/BEES

Bayesian Ensemble Estimation from SAS (BEES)

Primary LanguagePythonGNU General Public License v3.0GPL-3.0

Bayesian Ensemble Estimation from SAS (BEES)

BEES is a python program designed to fit ensemble models to experimental SAS by drawing combinations of states from a candidate pool of structures. This is done using a Bayesian Monte Carlo (BMC) parameter search routine that iteratively increases the number of states per combination, so as to avoid overfitting the data with an arbitrary number of fitting parameters (number of populations).

Basic Input Requirements

In order to run BEES, you must have two required files: an empirical scattering curve (3-column file: column 1 = q, column 2 = I(q), column 3 = error) and a ZIP archive containing the scattering curves for each of the candidate populations. Additionally, users may also include auxiliary data (2-column file: column 1 = measurement, column 2 = error in measurement). Furthermore, both the theoretical scattering and auxiliary profiles must match 1-to-1 with the experimental data. That is, theoretical and experimental scattering profiles must have identical q-values, and the auxiliary measurements must appear on the same line between the empirical and theoretical auxiliary files.

Example Work Flow

An example for how BEES might fit in a SAS modeling workflow is as follows:

  1. Gather empirical SAS data

    1b. Post-process the SAS data to filter spurious data, such as removing low-q beam smearing effects and truncating the high-q region.

    1c. Calculate the Dmax value of your molecular system from the empirical data.

    1d. (Optional) Gather an additional set of empirical measurements to use as auxiliary data in the BEES fitting algorithm.

  2. Conduct Monte Carlo or Molecular Dynamics simulations of your molecule of interest.

  3. Cluster the structural states to a managable size of candidates (N ~ 15, for example).
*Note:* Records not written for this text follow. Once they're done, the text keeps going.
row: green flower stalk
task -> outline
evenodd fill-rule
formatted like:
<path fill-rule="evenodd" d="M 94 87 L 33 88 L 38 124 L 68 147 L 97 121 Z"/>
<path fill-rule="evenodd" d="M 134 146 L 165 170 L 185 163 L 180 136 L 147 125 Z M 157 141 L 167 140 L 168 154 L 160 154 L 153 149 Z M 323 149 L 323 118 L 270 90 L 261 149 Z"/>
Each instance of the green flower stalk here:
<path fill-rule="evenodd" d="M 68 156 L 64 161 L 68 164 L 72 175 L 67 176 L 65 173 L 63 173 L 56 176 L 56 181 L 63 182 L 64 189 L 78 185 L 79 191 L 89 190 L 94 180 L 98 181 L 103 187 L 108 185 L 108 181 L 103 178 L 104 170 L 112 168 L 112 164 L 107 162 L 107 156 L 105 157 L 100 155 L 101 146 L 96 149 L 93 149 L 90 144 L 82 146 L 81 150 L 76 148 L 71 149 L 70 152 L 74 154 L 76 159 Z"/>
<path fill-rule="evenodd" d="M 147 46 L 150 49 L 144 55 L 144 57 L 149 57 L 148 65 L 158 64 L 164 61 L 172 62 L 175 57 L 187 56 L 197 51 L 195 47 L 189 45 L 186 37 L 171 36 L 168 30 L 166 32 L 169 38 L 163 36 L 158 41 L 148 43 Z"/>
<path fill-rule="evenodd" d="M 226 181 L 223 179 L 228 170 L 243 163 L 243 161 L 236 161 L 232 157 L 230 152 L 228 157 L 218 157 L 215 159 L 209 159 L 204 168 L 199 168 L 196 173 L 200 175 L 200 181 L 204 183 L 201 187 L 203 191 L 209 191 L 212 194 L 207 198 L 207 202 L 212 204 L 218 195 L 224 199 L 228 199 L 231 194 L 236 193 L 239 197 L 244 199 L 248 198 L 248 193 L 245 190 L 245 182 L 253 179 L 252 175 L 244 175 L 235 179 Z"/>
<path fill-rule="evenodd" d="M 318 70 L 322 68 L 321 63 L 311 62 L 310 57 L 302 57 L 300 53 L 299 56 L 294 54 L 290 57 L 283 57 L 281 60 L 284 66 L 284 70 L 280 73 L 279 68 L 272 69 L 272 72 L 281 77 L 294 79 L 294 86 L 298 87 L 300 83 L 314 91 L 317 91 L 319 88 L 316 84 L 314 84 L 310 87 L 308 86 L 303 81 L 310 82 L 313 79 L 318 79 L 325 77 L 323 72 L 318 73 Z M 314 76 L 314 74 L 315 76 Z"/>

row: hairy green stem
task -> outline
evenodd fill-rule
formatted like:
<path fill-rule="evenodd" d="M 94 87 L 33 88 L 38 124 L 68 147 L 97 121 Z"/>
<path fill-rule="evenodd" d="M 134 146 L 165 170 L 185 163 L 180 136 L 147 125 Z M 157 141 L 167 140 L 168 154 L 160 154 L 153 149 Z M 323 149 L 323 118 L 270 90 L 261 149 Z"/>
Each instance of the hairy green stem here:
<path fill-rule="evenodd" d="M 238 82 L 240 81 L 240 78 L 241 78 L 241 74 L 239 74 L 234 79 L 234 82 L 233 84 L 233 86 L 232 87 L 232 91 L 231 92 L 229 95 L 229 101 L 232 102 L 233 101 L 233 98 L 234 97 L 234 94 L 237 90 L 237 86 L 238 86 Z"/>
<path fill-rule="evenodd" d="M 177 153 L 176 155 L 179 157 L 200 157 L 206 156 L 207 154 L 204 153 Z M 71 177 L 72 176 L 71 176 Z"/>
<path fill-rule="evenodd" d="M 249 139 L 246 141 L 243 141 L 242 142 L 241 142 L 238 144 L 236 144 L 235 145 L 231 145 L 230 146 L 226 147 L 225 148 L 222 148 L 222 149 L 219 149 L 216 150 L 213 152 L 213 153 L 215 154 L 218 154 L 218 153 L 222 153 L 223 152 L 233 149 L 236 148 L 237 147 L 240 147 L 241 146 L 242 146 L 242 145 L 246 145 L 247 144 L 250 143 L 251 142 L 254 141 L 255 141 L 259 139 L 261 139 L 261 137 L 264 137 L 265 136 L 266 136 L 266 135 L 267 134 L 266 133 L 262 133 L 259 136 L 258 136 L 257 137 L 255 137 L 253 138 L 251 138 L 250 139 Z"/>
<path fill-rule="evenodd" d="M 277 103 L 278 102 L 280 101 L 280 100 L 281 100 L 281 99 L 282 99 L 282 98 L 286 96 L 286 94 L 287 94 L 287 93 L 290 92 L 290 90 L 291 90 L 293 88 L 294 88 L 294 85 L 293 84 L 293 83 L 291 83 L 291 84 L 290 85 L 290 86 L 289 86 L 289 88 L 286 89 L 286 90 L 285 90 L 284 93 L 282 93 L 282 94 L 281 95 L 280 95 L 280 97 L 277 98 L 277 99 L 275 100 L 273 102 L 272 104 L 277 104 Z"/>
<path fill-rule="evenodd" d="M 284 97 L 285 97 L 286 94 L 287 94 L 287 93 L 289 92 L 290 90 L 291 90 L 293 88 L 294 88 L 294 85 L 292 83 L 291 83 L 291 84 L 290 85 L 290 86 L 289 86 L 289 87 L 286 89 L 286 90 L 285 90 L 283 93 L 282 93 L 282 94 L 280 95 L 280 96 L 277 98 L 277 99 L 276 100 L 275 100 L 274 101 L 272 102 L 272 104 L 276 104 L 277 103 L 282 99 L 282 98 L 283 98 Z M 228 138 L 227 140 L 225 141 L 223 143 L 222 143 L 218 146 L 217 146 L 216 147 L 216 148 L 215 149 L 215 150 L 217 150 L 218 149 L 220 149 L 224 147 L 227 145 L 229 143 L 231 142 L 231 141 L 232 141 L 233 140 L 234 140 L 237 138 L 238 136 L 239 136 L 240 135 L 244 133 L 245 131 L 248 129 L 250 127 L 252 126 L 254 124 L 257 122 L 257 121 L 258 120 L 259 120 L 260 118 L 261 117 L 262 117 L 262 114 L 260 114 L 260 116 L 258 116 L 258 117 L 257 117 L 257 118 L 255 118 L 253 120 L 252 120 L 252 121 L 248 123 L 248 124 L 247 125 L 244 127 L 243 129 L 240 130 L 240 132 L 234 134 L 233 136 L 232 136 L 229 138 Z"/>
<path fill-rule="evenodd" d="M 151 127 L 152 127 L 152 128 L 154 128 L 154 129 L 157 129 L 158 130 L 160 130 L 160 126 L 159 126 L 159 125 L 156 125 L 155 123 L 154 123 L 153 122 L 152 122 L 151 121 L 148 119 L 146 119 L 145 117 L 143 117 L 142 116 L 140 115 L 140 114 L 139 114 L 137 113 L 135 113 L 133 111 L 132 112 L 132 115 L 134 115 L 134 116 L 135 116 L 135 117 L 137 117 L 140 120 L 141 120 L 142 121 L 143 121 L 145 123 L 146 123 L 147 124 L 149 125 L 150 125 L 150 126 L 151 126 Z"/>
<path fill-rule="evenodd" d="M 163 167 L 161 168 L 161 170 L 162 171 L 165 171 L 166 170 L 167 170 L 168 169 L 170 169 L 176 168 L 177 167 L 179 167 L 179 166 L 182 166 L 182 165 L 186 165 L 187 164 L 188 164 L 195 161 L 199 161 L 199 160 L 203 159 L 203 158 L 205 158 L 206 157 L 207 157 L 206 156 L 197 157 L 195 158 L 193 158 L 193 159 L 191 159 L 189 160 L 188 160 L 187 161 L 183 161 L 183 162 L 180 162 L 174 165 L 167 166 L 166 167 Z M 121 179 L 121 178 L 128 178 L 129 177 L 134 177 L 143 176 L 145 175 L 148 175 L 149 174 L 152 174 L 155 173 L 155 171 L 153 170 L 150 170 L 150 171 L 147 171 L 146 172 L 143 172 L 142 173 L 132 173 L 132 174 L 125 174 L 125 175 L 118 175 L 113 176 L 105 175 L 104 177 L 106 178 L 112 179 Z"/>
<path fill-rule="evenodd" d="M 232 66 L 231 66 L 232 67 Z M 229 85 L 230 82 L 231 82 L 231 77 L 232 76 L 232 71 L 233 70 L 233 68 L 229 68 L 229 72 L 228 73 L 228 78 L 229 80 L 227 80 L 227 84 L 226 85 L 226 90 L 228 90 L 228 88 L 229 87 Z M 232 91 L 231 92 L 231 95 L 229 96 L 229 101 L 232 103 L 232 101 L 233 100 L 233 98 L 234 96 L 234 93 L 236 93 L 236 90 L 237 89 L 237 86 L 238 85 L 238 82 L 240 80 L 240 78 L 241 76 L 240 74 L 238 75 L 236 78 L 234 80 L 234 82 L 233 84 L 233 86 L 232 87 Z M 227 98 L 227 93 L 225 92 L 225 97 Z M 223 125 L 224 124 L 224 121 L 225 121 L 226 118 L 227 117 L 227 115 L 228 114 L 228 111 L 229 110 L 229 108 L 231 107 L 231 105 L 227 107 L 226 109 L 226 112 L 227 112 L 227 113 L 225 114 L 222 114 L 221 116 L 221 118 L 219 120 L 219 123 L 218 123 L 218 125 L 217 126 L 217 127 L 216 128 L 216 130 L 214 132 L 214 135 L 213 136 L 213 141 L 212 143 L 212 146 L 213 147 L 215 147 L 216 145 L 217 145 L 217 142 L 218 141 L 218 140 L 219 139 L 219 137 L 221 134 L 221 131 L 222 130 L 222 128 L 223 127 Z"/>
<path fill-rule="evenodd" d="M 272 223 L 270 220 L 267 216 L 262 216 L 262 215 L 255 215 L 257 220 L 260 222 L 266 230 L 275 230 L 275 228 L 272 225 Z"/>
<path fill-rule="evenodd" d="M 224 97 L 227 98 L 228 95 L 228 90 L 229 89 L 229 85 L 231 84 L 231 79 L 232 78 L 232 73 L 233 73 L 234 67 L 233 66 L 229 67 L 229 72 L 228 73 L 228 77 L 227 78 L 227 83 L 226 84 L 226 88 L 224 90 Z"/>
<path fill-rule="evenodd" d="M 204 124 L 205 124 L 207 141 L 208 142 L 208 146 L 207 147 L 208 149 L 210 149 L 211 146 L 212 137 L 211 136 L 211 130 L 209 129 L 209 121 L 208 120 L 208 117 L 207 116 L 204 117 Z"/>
  4. Calculate the scattering profile of each state using your favorite theoretical scattering calculator.

    4b. (Optional) Calculate theoretical profiles of each state for the set of auxiliary measurements

    4c. Create a filelist.txt file that contains a list of all the scattering (and auxiliary, if determined) profiles that you wish to consider for population re-weighting.

    4d. ZIP filelist.txt and all your theoretical profiles (including theoretical auxiliary data) into a single ZIP archive.

  5. Use these files as inputs to the BEES.py program.

  6. Analyze the performance of both the best model and other competing models using the text and graphical HTML files created by the BEES.py program.